I’m amused. I didn’t ask for them, but Oxford University Press sent me two books on critical theory and interpreting literature. They are:
- How to Interpret Literature: Critical Theory for Literary and Cultural Studies by Robert Dale Parker
(A fairly small book containing sections exploring the major fields of criticism — structuralism, postcolonialism, deconstruction, etc.)
- Critical Theory: A Reader for Literary and Cultural Studies by Robert Dale Parker
(A much larger book providing actual readings from the major fields of criticism — Fanon, Marx, Foucault, Derrida, White, Propp, and so on and so forth.)
Now, I suspect these are meant to be texts assigned together, since they are by the same author and serve drastically different functions for learning goals. Unfortunately, I don’t teach critical theory on its own…yet. I might one day. I do, however, teach literature courses, which I find are benefited by intense discussion of literary theory, for which the first, smaller book might prove useful. I’m currently using a book called Texts and Contexts: Writing and Literature and Critical Theory by Steve J. Lynn from Pearson; I quite like it, but have run into the awful problem of students not reading the assigned readings.

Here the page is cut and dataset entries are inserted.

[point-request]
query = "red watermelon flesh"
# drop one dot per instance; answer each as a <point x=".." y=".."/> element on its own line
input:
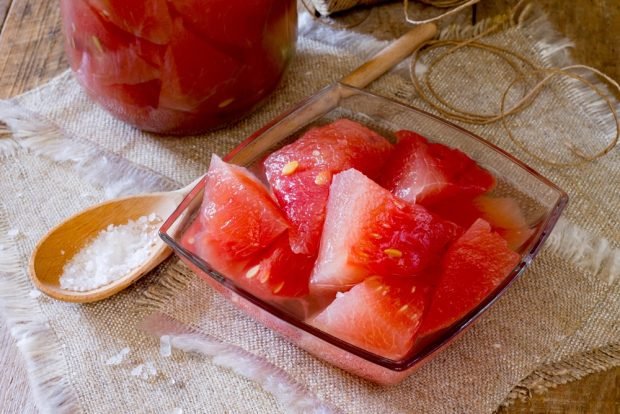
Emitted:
<point x="187" y="81"/>
<point x="379" y="315"/>
<point x="279" y="272"/>
<point x="503" y="213"/>
<point x="423" y="172"/>
<point x="471" y="269"/>
<point x="149" y="20"/>
<point x="238" y="216"/>
<point x="212" y="18"/>
<point x="300" y="173"/>
<point x="368" y="232"/>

Parker’s smaller book, however, might prove more beneficial to me in the future, as its sections are broken down into smaller pieces (Lynn’s book couples together all the schools of cultural and historical criticism into one chapter, whereas Parker splits them out). Likewise, it seems to get into the particulars of these discourses in a way Lynn’s book does not, though this is from a very limited, cursory glance which might prove false in the future.
This does not mean I’m going to suddenly drop Lynn for Parker; rather, it means I have some thinking to do for future courses. Either way, I am excited to have these books, even if I can’t justify teaching the monstrous tome containing some amazing selections from important figures in critical theory. Now I really want to teach such a class…desperately… I wonder if OUP would let me create a book that crams together parts of each book. That would be amazing.
(Originally posted on Google+ in a slightly different form.